22 April 2013

Since 6th April you're better off...

....probably - since the personal allowance for income tax has increased by £1,335 to £9,440. That increases the amount of your income which is not subject to tax, and means you pay £267 per year less tax (if you have an annual income higher than £9,440).
Lots of people say they can't afford to save, but saving is mostly about small regular sums, so why not put that into a savings account as a start? It equates to £22.25 per month.
The headlines from the recent Budget included 1p off a pint of beer. To get the same benefit from that as from the personal allowance increase, you would have to be a drinker of 27,600 pints each year!

18 April 2013

Annuity Rates Increasing?

The latest MGM Advantage Annuity Index shows that average annuity rates have actually increased by 3% in the first quarter of 2013.
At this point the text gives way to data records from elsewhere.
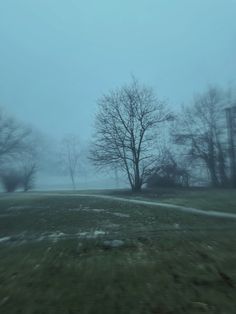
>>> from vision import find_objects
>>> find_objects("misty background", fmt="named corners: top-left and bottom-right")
top-left (0, 0), bottom-right (236, 188)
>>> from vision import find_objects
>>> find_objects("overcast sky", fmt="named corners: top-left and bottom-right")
top-left (0, 0), bottom-right (236, 139)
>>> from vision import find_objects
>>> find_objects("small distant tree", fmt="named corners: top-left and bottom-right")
top-left (61, 135), bottom-right (80, 190)
top-left (0, 109), bottom-right (32, 162)
top-left (90, 79), bottom-right (172, 192)
top-left (147, 150), bottom-right (189, 188)
top-left (1, 170), bottom-right (21, 193)
top-left (20, 162), bottom-right (37, 192)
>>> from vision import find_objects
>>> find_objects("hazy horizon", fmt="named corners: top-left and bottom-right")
top-left (0, 0), bottom-right (236, 140)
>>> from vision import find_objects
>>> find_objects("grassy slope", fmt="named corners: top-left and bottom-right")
top-left (96, 188), bottom-right (236, 213)
top-left (0, 195), bottom-right (236, 314)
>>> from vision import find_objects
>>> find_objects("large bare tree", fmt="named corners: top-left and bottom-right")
top-left (90, 79), bottom-right (171, 192)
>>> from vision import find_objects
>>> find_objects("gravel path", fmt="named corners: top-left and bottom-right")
top-left (78, 194), bottom-right (236, 219)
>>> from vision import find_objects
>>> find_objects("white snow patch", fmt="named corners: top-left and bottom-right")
top-left (111, 213), bottom-right (130, 218)
top-left (0, 237), bottom-right (11, 243)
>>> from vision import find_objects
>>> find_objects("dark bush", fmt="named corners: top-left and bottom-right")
top-left (1, 170), bottom-right (21, 193)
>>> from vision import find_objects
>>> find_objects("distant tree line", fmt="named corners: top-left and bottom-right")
top-left (90, 79), bottom-right (236, 192)
top-left (0, 109), bottom-right (37, 192)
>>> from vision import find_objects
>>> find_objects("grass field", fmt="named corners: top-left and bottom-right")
top-left (0, 193), bottom-right (236, 314)
top-left (97, 188), bottom-right (236, 213)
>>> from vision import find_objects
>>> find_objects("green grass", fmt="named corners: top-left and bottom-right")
top-left (0, 194), bottom-right (236, 314)
top-left (98, 188), bottom-right (236, 213)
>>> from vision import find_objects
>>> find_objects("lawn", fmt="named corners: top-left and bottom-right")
top-left (0, 193), bottom-right (236, 314)
top-left (98, 188), bottom-right (236, 213)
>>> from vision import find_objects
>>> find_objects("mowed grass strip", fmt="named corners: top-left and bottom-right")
top-left (0, 195), bottom-right (236, 314)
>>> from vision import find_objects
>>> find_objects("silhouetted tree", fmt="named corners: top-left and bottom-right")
top-left (90, 79), bottom-right (171, 192)
top-left (61, 135), bottom-right (80, 189)
top-left (173, 87), bottom-right (228, 186)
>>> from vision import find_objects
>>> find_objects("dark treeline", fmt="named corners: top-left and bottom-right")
top-left (0, 79), bottom-right (236, 192)
top-left (91, 79), bottom-right (236, 192)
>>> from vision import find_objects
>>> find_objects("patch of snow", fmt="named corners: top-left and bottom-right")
top-left (0, 237), bottom-right (11, 243)
top-left (111, 213), bottom-right (130, 218)
top-left (103, 240), bottom-right (125, 248)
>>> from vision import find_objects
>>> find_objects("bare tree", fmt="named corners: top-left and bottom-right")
top-left (173, 87), bottom-right (228, 186)
top-left (90, 79), bottom-right (171, 192)
top-left (61, 135), bottom-right (80, 189)
top-left (0, 109), bottom-right (31, 162)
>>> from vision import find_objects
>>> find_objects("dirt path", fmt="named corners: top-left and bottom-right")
top-left (77, 194), bottom-right (236, 219)
top-left (7, 192), bottom-right (236, 219)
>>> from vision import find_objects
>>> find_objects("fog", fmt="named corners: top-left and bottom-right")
top-left (0, 0), bottom-right (236, 188)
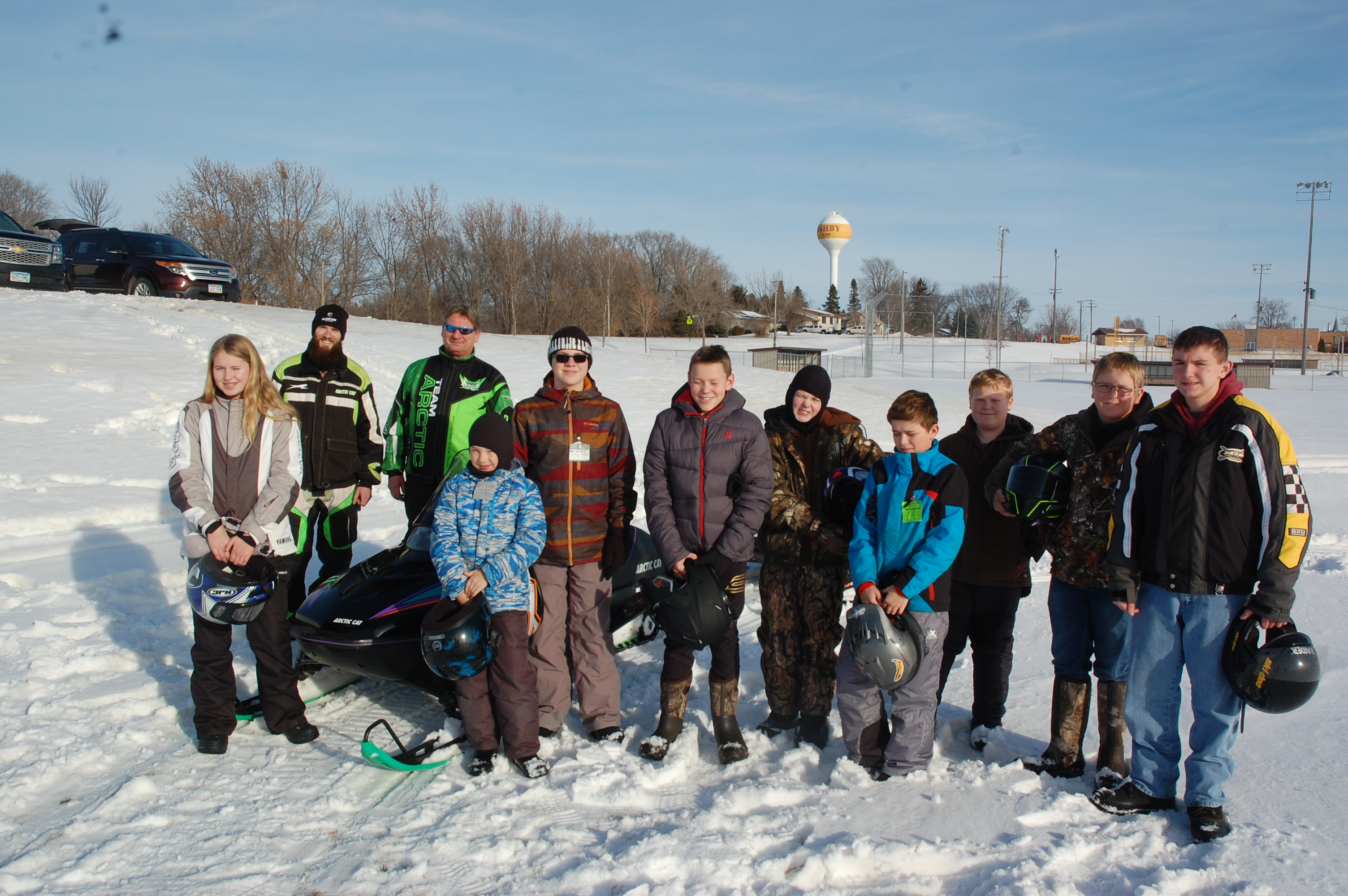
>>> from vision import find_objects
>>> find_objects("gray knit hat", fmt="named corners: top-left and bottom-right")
top-left (547, 326), bottom-right (595, 361)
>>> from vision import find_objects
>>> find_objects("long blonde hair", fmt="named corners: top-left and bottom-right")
top-left (198, 333), bottom-right (295, 444)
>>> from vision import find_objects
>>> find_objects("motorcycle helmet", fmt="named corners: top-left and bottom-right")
top-left (824, 466), bottom-right (868, 536)
top-left (845, 603), bottom-right (922, 691)
top-left (1003, 454), bottom-right (1071, 523)
top-left (187, 554), bottom-right (277, 625)
top-left (643, 564), bottom-right (730, 651)
top-left (422, 594), bottom-right (492, 682)
top-left (1221, 616), bottom-right (1321, 713)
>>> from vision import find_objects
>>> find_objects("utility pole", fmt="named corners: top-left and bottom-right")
top-left (1251, 261), bottom-right (1278, 354)
top-left (998, 226), bottom-right (1011, 366)
top-left (1049, 249), bottom-right (1058, 354)
top-left (1297, 181), bottom-right (1329, 376)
That's the first increase for two years!

To demonstrate how bad things have become, here's a comparison of an annuity purchase this year and in 1998, with a sum of £50,000:

March 1998: £4,885 per year
March 2013: £2,875 per year

Equally amazing is that you would expect to live 3 years longer if you are 65 in 2013 than someone who was 65 in 1998.

For advice on the best approach to getting an income in 2013, get in touch:

15 April 2013

Flat Rate State Pension Confusion

Although we gave our view that the new flat rate State Pension was basically a good thing (see our previous blog from January), there are still some significant unknowns about it. Here are some (thanks to Investors Chronicle).

Firstly, Pension Credit (which currently tops up a low pension income on a means-tested basis) will not exist in the new system. Some people will therefore be worse off than they would have been. Will there be any transitional protection to reduce the pain? The DWP Select Committee thinks we should know.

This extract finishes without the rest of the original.